Preventing an error in data collection is easier than dealing with its consequences. The sagacity of your business decisions depends on the quality of your data. In this article, we tell you how to check the quality of data at all stages of collection, from the statement of work to completed reports.
It’s crucial to assess data quality early on and ensure data quality monitoring by using tools and techniques that examine data against established quality dimensions and uncover inconsistencies.
A comprehensive data quality assessment is essential in the early stages of data collection, employing various techniques such as data profiling, validation, and cleansing to establish specific quality rules and thresholds.
Want to be sure about the quality of your data? Leave it to OWOX BI. We’ll help you develop data quality metrics and customize your analytics processes to ensure high data quality throughout the data collection and data quality monitoring process.
With OWOX BI, tracking data quality metrics becomes a key component of our service, ensuring the accuracy of your data.
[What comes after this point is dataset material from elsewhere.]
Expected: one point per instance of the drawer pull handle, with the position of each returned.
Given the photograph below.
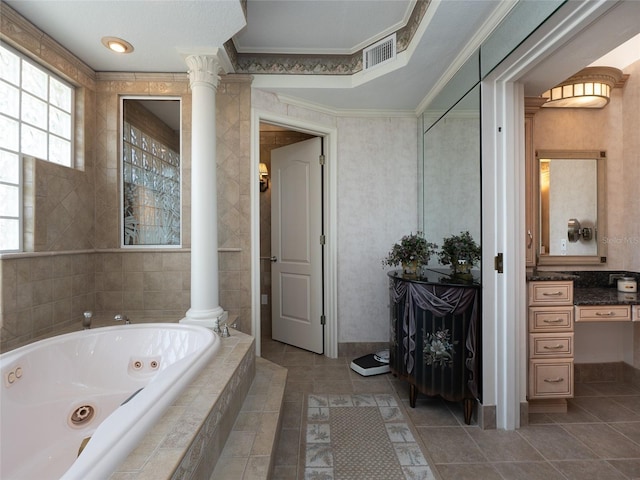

You don’t need to look for connectors and clean up and process data. You’ll get ready data sets in an understandable and easy-to-use structure.
Note: This post was originally published in January 2020 and was completely updated in June 2024 for accuracy and comprehensiveness on Web analytics.
Data quality pertains to the state of data determined by factors such as precision, entirety, dependability, and pertinence. High-quality data must be fit for its intended uses in operations, decision-making, and planning, ensuring it effectively meets the needs of its users.
Consistency: Consistency checks ensure data is uniform across different sources and systems, maintaining standardized formats and values representing key data quality dimensions like accuracy, completeness, consistency, timeliness, validity, uniqueness, and privacy and security. This process is part of a broader data quality assessment, which encompasses techniques such as data profiling, data validation, and data cleansing, along with establishing specific data quality rules and thresholds.
Accuracy: Accuracy measures how closely data reflects the real-world values it is supposed to represent, which is crucial for maintaining high data quality dimensions.
Completeness: Completeness assesses whether all necessary data is present and no critical elements are missing, a vital aspect of data quality dimensions.
Auditability: Auditability involves the ability to trace and verify data through accessible, clear records that show its history and usage, contributing to the transparency and reliability of data quality dimensions.
Orderliness: Orderliness checks the arrangement and organization of data, ensuring it is systematic and logically structured, an important factor in data quality dimensions.
Uniqueness: Uniqueness ensures no data records are duplicated, and each entry is distinct and singular within its dataset, a critical component of data quality dimensions.
Timeliness: Timeliness evaluates whether data is up-to-date and available when needed, ensuring it is relevant for current tasks and decisions, and is a key element of data quality dimensions.
To effectively monitor and improve these aspects, organizations rely on data quality metrics, quantitative indicators that track and report changes in data quality dimensions and issues over time.
It's crucial to track data quality metrics as they serve as quantitative indicators to determine the accuracy of data, enabling organizations to find areas of improvement and confirm the effectiveness of monitoring tools.
The data quality monitoring process is a continuous one of evaluating and ensuring the integrity, accuracy, and reliability of data throughout its lifecycle, beginning with a foundational step of data quality assessment.
This assessment involves context awareness and the application of various techniques such as data profiling, data validation, and data cleansing, along with the establishment of specific data quality rules and thresholds. It sets the stage for effective monitoring by identifying the key metrics to track.
The process of data quality monitoring involves setting benchmarks for data quality attributes such as completeness, consistency, and timeliness and using tools and methodologies, including advanced data quality monitoring techniques, to track data quality metrics against these standards.
By identifying anomalies and errors in real-time, data quality monitoring enables organizations to take immediate corrective actions, thereby preventing the negative impacts of low-quality data on business operations and decision-making.
The importance of choosing a data quality monitoring solution that enables quick identification and resolution of data quality issues cannot be overstated, as they are vital for preserving the overall health of the data ecosystem.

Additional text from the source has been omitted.